Risk prediction method for improving diagnosis accuracy of chronic obstructive pulmonary acute exacerbation state
Technical Field
The invention relates to the field of medical detection, in particular to a novel risk prediction method for acute exacerbation of chronic obstructive pulmonary disease.
Background
Chronic obstructive pulmonary disease, chronic obstructive pulmonary disease for short, is a common chronic airway inflammatory disease, and is characterized by persistent respiratory system symptoms and airway limitation. Chronic obstructive pulmonary acute exacerbations, which are persistent exacerbations of respiratory symptoms in a patient over a short period of time, further worsen the patient's health, accelerate decline in pulmonary function and increase mortality. Whether patients with chronic obstructive pulmonary disease develop acute exacerbations is currently thought to be the result of a combination of multiple factors, of which genes play an important role.

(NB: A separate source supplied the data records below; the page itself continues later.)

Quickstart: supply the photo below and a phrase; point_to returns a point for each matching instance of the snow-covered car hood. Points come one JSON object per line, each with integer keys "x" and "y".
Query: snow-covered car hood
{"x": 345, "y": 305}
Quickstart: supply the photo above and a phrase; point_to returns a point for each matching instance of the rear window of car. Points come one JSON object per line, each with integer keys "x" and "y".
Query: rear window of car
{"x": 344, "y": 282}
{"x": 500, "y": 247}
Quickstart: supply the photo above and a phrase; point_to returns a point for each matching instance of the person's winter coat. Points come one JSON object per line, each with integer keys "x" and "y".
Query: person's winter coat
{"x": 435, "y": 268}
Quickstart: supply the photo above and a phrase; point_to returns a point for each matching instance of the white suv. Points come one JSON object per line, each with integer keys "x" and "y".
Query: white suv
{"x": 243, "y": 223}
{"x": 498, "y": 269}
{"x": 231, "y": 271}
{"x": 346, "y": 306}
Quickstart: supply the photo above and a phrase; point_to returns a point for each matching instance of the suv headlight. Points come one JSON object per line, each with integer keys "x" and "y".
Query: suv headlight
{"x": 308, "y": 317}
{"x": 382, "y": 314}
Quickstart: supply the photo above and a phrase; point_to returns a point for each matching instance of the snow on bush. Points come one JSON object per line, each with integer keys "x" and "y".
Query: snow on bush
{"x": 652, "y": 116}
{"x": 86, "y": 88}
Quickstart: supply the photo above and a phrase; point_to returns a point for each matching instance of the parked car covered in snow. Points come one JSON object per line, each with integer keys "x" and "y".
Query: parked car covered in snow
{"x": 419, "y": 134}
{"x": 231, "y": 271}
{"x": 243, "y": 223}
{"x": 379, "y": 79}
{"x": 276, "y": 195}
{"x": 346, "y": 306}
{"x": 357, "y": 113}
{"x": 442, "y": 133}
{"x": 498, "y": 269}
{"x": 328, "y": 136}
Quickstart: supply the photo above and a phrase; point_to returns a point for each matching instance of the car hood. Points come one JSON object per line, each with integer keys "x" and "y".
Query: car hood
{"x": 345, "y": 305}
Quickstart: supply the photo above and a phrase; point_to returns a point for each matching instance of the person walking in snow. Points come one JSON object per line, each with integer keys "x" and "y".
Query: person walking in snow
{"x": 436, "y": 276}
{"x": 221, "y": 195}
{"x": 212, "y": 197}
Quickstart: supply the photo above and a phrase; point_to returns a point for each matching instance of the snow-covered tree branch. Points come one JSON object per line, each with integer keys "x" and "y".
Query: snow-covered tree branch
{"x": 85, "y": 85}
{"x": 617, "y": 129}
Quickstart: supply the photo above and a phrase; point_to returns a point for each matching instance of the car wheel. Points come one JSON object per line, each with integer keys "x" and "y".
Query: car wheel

Chronic obstructive pulmonary disease is a disease with high morbidity and mortality, and the additional treatment required for acute exacerbation brings huge economic burden to the families and the society of patients. In recent years, genome-wide association studies and candidate gene studies have found a large number of slowly obstructive pulmonary susceptibility polymorphic sites. Therefore, establishing a corresponding model by using the genotype data of the individual with the chronic obstructive pulmonary acute exacerbation and the control individual with the chronic obstructive pulmonary non-acute exacerbation is very important for predicting the acute exacerbation risk of the individual with the chronic obstructive pulmonary.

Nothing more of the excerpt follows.